(June 15, 2021 at 8:34 am)Brian37 Wrote:(June 14, 2021 at 10:03 pm)arewethereyet Wrote: Actually vaccines have been required in some public schools in the US for a little over 200 years. Not quite forever, not even close to forever. But thanks for playing.
Actually, I sincerely have to thank you. I just looked up the history of vaccines.
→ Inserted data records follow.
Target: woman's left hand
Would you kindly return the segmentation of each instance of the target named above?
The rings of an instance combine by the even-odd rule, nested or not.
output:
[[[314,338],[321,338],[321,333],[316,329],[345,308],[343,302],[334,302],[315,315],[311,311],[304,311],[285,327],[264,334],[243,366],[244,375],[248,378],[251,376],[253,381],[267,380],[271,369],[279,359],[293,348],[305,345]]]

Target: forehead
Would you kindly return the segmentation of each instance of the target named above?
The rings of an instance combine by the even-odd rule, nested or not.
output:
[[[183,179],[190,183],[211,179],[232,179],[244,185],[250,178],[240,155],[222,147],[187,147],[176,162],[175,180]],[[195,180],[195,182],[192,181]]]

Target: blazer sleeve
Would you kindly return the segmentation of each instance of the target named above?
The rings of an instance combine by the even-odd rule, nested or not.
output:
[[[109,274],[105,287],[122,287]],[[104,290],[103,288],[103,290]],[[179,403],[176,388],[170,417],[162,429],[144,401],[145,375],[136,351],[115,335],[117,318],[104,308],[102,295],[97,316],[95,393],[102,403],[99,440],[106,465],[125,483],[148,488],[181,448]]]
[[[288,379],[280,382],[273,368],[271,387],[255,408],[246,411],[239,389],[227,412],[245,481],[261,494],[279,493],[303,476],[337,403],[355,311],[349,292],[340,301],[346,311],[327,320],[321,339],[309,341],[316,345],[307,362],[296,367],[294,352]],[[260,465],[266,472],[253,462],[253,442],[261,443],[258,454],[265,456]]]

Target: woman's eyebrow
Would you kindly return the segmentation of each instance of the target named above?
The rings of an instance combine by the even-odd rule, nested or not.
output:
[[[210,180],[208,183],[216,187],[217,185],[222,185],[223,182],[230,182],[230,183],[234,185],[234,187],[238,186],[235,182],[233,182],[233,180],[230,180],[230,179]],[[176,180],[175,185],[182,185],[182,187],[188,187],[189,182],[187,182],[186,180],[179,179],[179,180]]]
I honestly did not know it went as far back as 1796.
https://en.wikipedia.org/wiki/Smallpox_v...ox%20virus.
But what is amazing comparing back then and now, is how did the medical community back then figure out how to inoculate people back then without the knowledge of DNA? I can only guess the primitive concept was to inject a small amount of the virus to create antibodies to fight it? It is the same tolerance motif with other things. Small doses of anything and your body builds up a tolerance or immunity. I simply didn't know how far back the history of vaccines went.
Actually, inoculation goes much further back than 1796, to the 10th century, IIRC.
As to how Jenner worked it out, it was largely by observation and inference. There’s a disease similar to, but much milder than smallpox, called ‘cowpox’. Jenner noticed that while many milkmaids got cowpox, none of them who had had it got smallpox. He hypothesized that having had cowpox conferred immunity against smallpox. He deliberately infected a boy with cowpox. When the child recovered, he deliberately infected the same boy with smallpox. He didn’t get sick.